Sir David also argues, with weight of evidence and passion, that the Risorgimento was a disaster for the South, locking it in backwardness, corruption and self-pity. In general, he believes that it would have been much better if Italy had become a loose confederation, in which local forms of government could have flourished, enhancing local particularisms. There is one exception to his benign view of pre-Risorgimento governments: the Papal States. There, Gladstone would have had a point. Almost any alternative form of government would have been better than the one the popes provided. It almost sounds as if, after 1870, those responsible for maladminstering the papacy’s territories were then sent off to administer discipline in Irish Catholic schools.

The Risorgimento also endowed Italian politicians with a taste for an operatic style of government. At times, public life resembled a performance of Cav and Pag. Theatrical characters flourished. ‘D’Annunzio, the bastard son of Garibaldi; Mussolini, of Victor Emanuel II’: discuss. The outcome was often the theatre of the absurd. There was no reason for Italy to go to war in 1915, inflicting dreadful sufferings on ill-trained, ill-equipped troops. ‘We go to gain a little patch of ground …’ That war did bring one uncovenanted benefit. In 1940 Mussolini rushed to the aid of the victor, as he assumed. But the traumatic legacy of the First World War helped to ensure that his forces were frequently a liability in the Axis campaigns. In 1941 Hitler had to reinforce the Italians’ faltering efforts in Greece, thus postponing the launch of Barbarossa and contributing to Germany’s ultimate defeat. That was Mussolini’s greatest achievement.

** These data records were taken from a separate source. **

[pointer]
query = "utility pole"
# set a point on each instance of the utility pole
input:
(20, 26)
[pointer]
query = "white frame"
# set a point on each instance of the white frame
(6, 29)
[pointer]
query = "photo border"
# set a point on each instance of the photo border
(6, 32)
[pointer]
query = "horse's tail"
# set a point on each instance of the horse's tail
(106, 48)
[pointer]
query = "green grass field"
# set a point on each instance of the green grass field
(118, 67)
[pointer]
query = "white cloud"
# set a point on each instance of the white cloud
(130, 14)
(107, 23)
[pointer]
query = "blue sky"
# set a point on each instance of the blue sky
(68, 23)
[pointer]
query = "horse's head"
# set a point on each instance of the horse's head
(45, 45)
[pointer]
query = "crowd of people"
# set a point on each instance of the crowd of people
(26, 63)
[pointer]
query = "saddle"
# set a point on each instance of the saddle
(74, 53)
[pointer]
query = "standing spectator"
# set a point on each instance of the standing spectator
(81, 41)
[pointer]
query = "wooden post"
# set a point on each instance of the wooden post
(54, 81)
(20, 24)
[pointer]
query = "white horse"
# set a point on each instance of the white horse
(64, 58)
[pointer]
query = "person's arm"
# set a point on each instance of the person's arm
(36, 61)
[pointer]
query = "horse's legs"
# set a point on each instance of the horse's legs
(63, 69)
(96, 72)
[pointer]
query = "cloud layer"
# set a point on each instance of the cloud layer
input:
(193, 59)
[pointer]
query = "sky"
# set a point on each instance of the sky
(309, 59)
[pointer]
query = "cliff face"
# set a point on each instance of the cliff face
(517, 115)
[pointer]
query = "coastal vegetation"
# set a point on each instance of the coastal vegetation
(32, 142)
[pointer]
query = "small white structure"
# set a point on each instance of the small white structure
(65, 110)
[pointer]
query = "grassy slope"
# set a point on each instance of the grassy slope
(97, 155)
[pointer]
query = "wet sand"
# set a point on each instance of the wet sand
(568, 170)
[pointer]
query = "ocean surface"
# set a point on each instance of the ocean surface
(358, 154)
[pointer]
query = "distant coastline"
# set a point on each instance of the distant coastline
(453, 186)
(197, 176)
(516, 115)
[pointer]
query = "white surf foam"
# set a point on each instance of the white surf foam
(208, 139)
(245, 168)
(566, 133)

David Gilmour does not have a theatrical temperament. He is a macro- historical pessimist. The contrast which he addresses remains unresolved. But the book ends on a note of quietist triumph: a celebration of campanilismo, the Italians’ attachment to their own locality. ‘This [is] the real Italy, the one trampled on by the Risorgimento: the communal Italy, result of a millennium of natural evolution, not the nationalist Italy, product of a drastic and insensitive imposition.’ These pages express their author’s veneration for that Italy. This book is a superb achievement.